Fashion footprint festivals
We ran three days of Fashion Footprint Festivals again this summer, combining our popular sample sales with additional fun and pampering with a serious aim – to raise funds for our Fashion Footprint charity Tender Heart in India. The events were the established mix of updates on Fashion Footprint achievements, shopping, treats and food. For more on this and our fundraising for Tender Heart, see Our Communities.
RETAIL ROLL OUT
One of the most significant developments in this key pillar during 2012 has been the debut of Fashion Footprint among our retail employees. The programme was introduced to all stores across all brands in May 2012. An initial working party kicked off the retail introduction with representatives from all brands and different levels of seniority within the business.
The meeting identified a huge appetite from the stores to get involved in Fashion Footprint and unlocked a wide range of ideas to be explored. One recurrent theme was the reduction of stationery consumed and, because it involves all retail employees and impacts can be readily measured, it was selected as a pilot project. With one tangible commitment identified, the group decided to complement it with a second that would focus on the mindset of our retail teams. To this end, we asked employees to create and illustrate pledges that they believe can make a difference in their store.
Having identified these two launch targets, Fashion Footprint was introduced to every store manager via our area training meetings. This also allowed us to gather information on quantities of materials consumed in stores during 2011 and to focus efforts to reduce these.
Our effort to reduce stationery is already underway with orders streamlined according to the size and nature of the store. Maximum order quantities have been introduced and the way orders are submitted changed to remind us how much we consume.
The second of the two initial targets has seen a phenomenal response with our stores’ passion and enthusiasm for Fashion Footprint reflected in the pledge boards they have created, using recycled materials. Their pledges not only encapsulate a reduction in waste and energy consumption at work but also embrace home life too with some employees committing to make small changes to how they live knowing that these will add up to larger impacts, such as turning down the heating or using public transport.
Wallis spearheaded an exciting new employee volunteering pilot programme this year which came out of the Fashion Footprint Advisory Panel’s research and advice on something employees could get involved in. The brand is working with three organisations to provide volunteers for various projects and if it proves successful, there is the potential to adopt the approach across our other brands.
A focus group initially gauged employees’ appetite to get involved and two key themes emerged: people were keen to make a difference and believed they possessed skills that could benefit the wider community.
One employee who was involved said: “rather than shaking a collection tin, we wanted our transferable skills to be put to good use.” Three causes were identified as a result of the focus group: young people, homelessness and cancer.
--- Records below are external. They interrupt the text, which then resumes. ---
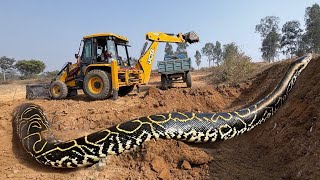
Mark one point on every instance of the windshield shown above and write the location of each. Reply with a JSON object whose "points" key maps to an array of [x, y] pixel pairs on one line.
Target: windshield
{"points": [[111, 50]]}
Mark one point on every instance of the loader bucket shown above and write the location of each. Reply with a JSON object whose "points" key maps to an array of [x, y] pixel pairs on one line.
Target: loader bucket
{"points": [[191, 37], [38, 91]]}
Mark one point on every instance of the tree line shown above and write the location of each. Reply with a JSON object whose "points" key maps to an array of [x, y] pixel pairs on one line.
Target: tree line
{"points": [[26, 68], [291, 40]]}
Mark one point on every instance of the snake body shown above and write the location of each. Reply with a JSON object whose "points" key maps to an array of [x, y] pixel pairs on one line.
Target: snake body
{"points": [[30, 125]]}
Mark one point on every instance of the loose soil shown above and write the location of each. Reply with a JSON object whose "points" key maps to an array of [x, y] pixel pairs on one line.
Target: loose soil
{"points": [[286, 146]]}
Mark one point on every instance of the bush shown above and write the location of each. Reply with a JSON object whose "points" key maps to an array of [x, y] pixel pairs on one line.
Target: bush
{"points": [[234, 69]]}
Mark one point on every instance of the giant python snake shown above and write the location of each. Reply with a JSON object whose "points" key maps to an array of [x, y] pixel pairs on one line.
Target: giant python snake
{"points": [[30, 124]]}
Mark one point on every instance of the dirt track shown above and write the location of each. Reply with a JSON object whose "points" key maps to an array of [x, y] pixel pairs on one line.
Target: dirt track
{"points": [[286, 146]]}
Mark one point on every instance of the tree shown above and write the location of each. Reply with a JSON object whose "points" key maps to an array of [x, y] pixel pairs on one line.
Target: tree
{"points": [[270, 46], [208, 50], [236, 65], [217, 51], [168, 50], [291, 38], [312, 18], [5, 65], [30, 67], [230, 51], [267, 25], [198, 58], [268, 29], [182, 49]]}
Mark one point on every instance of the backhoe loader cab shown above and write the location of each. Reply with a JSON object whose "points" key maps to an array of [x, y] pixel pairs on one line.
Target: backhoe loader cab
{"points": [[103, 67], [102, 48]]}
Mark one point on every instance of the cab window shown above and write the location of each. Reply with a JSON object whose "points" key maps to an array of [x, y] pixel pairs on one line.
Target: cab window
{"points": [[87, 52]]}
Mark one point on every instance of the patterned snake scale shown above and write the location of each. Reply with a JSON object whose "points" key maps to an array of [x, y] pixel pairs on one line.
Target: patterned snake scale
{"points": [[30, 124]]}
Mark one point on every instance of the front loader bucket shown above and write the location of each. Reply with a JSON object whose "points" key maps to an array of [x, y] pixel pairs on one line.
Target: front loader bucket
{"points": [[38, 91], [191, 37]]}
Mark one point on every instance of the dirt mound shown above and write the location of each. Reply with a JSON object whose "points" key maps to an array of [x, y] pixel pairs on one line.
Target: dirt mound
{"points": [[286, 146]]}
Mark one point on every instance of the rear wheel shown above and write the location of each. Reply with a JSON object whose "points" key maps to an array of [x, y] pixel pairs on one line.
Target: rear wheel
{"points": [[58, 90], [188, 79], [97, 84], [164, 82], [124, 90]]}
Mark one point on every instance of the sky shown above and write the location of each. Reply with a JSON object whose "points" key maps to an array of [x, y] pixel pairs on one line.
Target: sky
{"points": [[51, 31]]}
This work was followed up by a survey to identify levels of support across the brand and most of those who replied said they would be interested in getting involved.
Arcadia agreed that it would match the personal time given by employees. For instance, an employee volunteering a day of their holiday allowance is given the same amount of paid time by the company.
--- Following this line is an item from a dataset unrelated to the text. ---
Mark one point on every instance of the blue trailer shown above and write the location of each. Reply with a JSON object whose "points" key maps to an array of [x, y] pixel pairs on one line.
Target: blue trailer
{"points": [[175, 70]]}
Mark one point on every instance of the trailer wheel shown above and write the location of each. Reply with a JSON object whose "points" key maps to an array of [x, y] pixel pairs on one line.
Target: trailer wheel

The three organisations chosen to take part in the volunteering pilot are:
- FAD (Fashion Awareness Direct), a creative charity that supports young people to bridge the gap between education and a career in fashion;
- Providence Row, a drop-in centre for the homeless in East London; and
- Paul’s Cancer Support Centre in Battersea, south London.
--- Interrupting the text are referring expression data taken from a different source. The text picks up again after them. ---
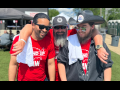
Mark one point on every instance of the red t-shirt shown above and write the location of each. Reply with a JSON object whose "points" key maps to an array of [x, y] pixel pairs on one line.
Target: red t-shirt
{"points": [[85, 51], [42, 51], [50, 34]]}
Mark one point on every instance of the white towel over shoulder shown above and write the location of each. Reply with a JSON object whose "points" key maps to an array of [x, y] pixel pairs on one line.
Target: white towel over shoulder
{"points": [[75, 51], [26, 56]]}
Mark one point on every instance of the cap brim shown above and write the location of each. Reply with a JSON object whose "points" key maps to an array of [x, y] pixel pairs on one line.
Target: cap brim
{"points": [[96, 19]]}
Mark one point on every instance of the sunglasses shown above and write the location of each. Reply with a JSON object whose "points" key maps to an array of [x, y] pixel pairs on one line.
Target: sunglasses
{"points": [[58, 27], [83, 29], [43, 26]]}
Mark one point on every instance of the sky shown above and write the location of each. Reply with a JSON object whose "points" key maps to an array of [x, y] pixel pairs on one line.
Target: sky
{"points": [[67, 11]]}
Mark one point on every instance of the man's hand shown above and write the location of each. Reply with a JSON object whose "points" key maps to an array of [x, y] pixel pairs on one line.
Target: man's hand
{"points": [[18, 47], [102, 55]]}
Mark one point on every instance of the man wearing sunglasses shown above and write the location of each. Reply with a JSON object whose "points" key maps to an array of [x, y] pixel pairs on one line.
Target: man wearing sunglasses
{"points": [[58, 34], [32, 60]]}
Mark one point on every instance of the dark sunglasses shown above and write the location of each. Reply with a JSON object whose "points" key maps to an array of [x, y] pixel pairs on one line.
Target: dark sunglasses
{"points": [[43, 26], [58, 27]]}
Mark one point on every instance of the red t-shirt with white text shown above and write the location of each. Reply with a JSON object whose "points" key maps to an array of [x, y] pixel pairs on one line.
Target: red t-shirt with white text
{"points": [[42, 51], [85, 51]]}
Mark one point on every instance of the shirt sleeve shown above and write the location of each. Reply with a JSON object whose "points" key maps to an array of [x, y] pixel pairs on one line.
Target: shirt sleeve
{"points": [[51, 51], [109, 61], [62, 57], [14, 41]]}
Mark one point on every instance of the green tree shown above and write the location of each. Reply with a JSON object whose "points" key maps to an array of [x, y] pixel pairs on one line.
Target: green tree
{"points": [[53, 12]]}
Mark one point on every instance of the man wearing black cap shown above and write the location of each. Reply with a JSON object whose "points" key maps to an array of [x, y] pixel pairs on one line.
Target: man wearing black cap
{"points": [[38, 50], [58, 34], [74, 65]]}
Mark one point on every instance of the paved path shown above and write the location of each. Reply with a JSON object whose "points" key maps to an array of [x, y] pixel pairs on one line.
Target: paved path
{"points": [[108, 40]]}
Partners were chosen on the basis that they are located close to head office in London and operate on a sufficiently small scale that volunteers feel they can really make a difference.
A hugely successful initial project took place in July this year, working with FAD and teenagers from socially deprived London Boroughs. The aim was to help FAD’s young people improve their self-image and provide them with careers advice. This took the form of a very pragmatic challenge to create a collection of sports inspired clothing to coincide with the Olympics and to be shown on the catwalk at an event hosted by the Fashion Retail Academy in central London.
Parents of the young people who attended the event told the 18 volunteers from Wallis that it was one of the best things that had ever happened to their children in terms of providing them with valuable life skills.
To date 126 hours have been given by individuals at Wallis, which has been matched by the business. The two other volunteering projects took place in September 2012 so we will include them in next year’s report.
TRAINING AND DEVELOPMENT
All employees in Buying and Merchandising, Design and Technical Services are required to attend Introduction to Ethical Trading training. The workshop is mandatory and is managed by the brands as part of their induction process. This year 310 employees have attended the workshops.
Purchasing Practices training is also being rolled out to employees in the above functions. We have made good progress towards our target of training 500 people by the end of 2012.